Benelli TRK 902 Xplorer e Stradale | La nuova ammiraglia delle adventure Benelli a EICMA 2025
La 602, erede della 502, propone un telaio in acciaio con struttura in alluminio, telaietto posteriore leggero, e una potenza di 56 CV a 8.250 giri proveniente dal bicilindrico parallelo da 554 cm³. I fianchetti e la linea aerodinamica puntano a una riduzione di peso e a una migliore efficienza aerodinamica.

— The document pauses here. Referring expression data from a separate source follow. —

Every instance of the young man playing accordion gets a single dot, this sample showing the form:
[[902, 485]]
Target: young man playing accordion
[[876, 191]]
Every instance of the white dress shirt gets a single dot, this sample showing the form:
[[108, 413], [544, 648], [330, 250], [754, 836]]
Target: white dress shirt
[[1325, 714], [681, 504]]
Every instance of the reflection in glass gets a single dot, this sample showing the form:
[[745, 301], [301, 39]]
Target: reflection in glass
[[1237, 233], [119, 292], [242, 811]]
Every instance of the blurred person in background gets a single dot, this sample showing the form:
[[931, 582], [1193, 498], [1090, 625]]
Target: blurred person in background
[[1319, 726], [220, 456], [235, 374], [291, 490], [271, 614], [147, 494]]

La gamma TNT/BKX 300 S amplia l’offerta entry, offrendo 28,6 CV per la BKX 300 S, con assorbimento da parte degli pneumatici 17 pollici e ABS disinseribile.
In sintesi, Benelli continua a costruire una narrativa di innovazione mantenendo una forte identità stilistica ispirata alle TRK, ma spingendosi su nuove strade tecnologiche e di gamma per conquistare una platea sempre più ampia di appassionati e neofiti. L’arrivo di una crossover a tre cilindri, con cambio automatizzato, potrebbe segnare un punto di svolta per la casa pesarese, soprattutto in vista di EICMA e dei primi test su strada.